A tecnologia e a cultura de segurança na resiliência ao fogo

Fotografia: Paul Hanaoka_Unsplash

Profissionais de saúde e de proteção civil encheram o auditório do Hospital Pedro Hispano, no dia 26 de janeiro, para o primeiro Encontro Nacional dedicado ao tema, em contexto de unidades de saúde.

A escolha não parece ter sido deixada ao acaso: em 2022, Matosinhos foi a primeira cidade portuguesa a ser distinguida como “Resilient Hub”, no âmbito da campanha “Construindo Cidades Resilientes 2030”. Para este reconhecimento contribuíram estratégias de resiliência face a incêndios urbanos e florestais.

O exemplo de Matosinhos e do seu trabalho em rede foi, inclusive, reconhecido pela Secretária de Estado da proteção Civil na sessão de abertura. Mas Patrícia Gaspar sabe que há trabalho por fazer no país, e encara os números do anuário da proteção contra incêndios da ANEPC – cerca de nove mil incêndios urbanos anuais que, em 2022, resultaram em 44 mortos e 900 feridos – como um slow disaster. A governante espera, por isso, que não seja necessário ocorrer uma catástrofe da dimensão dos incêndios florestais de 2017 para mudar o sistema.

Onde ficam os hospitais?

Hospitais e lares de idosos enquadram-se na utilização-tipo (UT) V. É nas UT I (edifícios habitacionais) que ocorre a maioria dos incêndios urbanos – nas UT V registaram-se 45 em 2022 – mas tal não significa que não deva ser prestada uma atenção especial a estes edifícios. Talvez por isso, foi precisamente esta a categoria de utilização que registou o maior número de pedidos de inspeção regular em 2022 (373), mas para Luís Virote, arquiteto da Proteção Civil, ainda é necessário melhorar estes números e fazer dos edifícios de tipo V “uma referência para a segurança contra incêndio”, até pela fragilidade dos seus ocupantes. Na avaliação do arquiteto, falham medidas de autoproteção na fase de exploração do edifício, ainda que existam na fase de conceção.

De facto, os desafios num hospital são muitos – utentes internados ou com a sua autonomia limitada, exames e cirurgias a decorrer quando o incêndio deflagra ou armazenamento de materiais de risco.
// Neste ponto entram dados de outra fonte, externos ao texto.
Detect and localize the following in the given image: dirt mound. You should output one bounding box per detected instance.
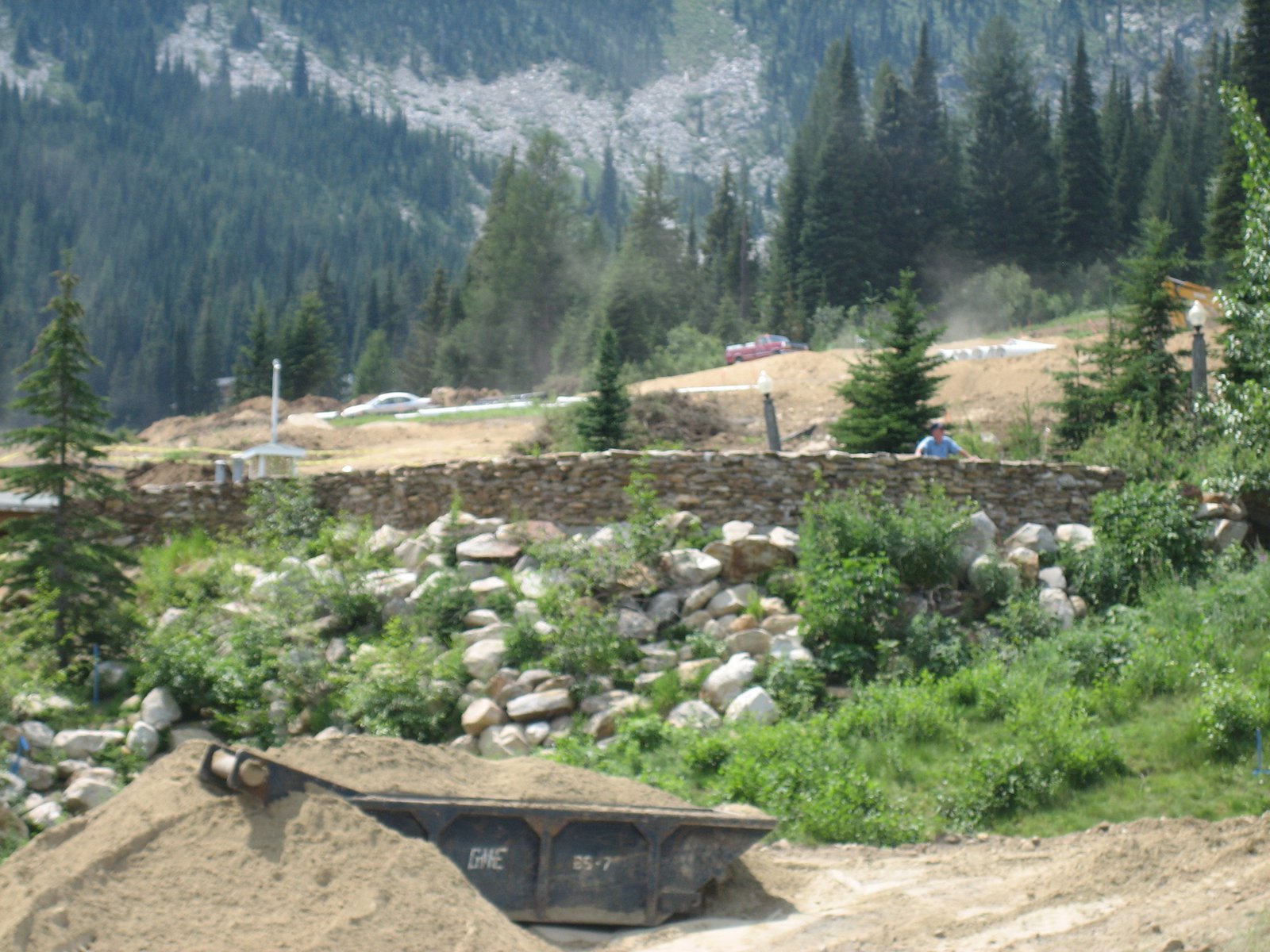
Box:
[0,738,664,952]
[269,735,691,808]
Por isso, como salientou José Aidos Rocha, da Exactusensu, na sua intervenção, importa proceder à compartimentação, com portas corta-fogo que segmentem o risco, e ter estratégias para fazer o deslocamento de doentes. Ainda que questões deste tipo sejam previstas pela legislação, para José Aidos Rocha as equipas experientes devem ir além destas formalidades e, logo na fase de projeto, definir espaços que possam ser usados em emergências e estratégias de evacuação.
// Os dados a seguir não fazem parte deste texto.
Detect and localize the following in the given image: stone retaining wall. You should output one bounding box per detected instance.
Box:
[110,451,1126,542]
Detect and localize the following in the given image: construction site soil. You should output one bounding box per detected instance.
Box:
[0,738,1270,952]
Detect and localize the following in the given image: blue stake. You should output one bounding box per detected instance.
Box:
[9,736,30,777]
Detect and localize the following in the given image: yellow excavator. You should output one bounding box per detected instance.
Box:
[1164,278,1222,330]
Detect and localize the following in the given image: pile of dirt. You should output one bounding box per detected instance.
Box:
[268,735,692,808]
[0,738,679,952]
Aqui, a tecnologia também pode ajudar. Foi essa a proposta de Telma Sousa, da Segeltec, a quem coube destacar as vantagens do recurso ao Building Information Modelling (BIM) na segurança contra incêndio. A elaboração de modelos 3D do edifício facilita a definição de rotas de evacuação e a análise e simulação de cenários de incêndio, para além de facilitar a manutenção e inspeção.

Coube a João Emílio Almeida, do ISTEC Porto, introduzir a gamificação como estratégia: o investigador tem trabalhado no desenvolvimento de “jogos sérios” para trabalhar cenários e planos de emergência, o que permite testar, de forma pouco intrusiva, sem disrupções no trabalho dos profissionais, cenários reais e não modelos. O sucesso da estratégia ainda está por comprovar, já que o investigador ainda não encontrou empresas com vontade de aplicar estas abordagens.

A cultura de segurança

A implementação de uma cultura de segurança foi um dos principais desafios apontados pelos responsáveis desta área dos diferentes hospitais que se fizeram representar – com exceção do anfitrião, que regista bons níveis de adesão à formação. Cláudia Vieira, da ULS de São João, começou por salientar que a formação ainda é vista como um requisito legal, quando é importante que seja vista como um requisito de funcionamento. Por isso, aquela unidade hospitalar tem optado por ações curtas e muito dirigidas aos profissionais de cada área, para aumentar níveis de adesão. Estas formações são complementadas com a disponibilização de vídeos curtos sobre técnicas de combate a incêndios.

Da ULS de Santo António veio um desafio particular: o seu edifício neoclássico classificado, onde foi feita comparticipação corta-fogo para ultrapassar as contingências arquitetónicas. A responsável da área, Sofia Pinheiro, vincou que o serviço de qualidade e segurança não consegue estar em todo o lado, pelo que é importante que as pessoas estejam sensibilizadas e prontas a reagir, o que nem sempre acontecem, nomeadamente quando ouvem o alarme e não saem, conforme testemunhou a responsável.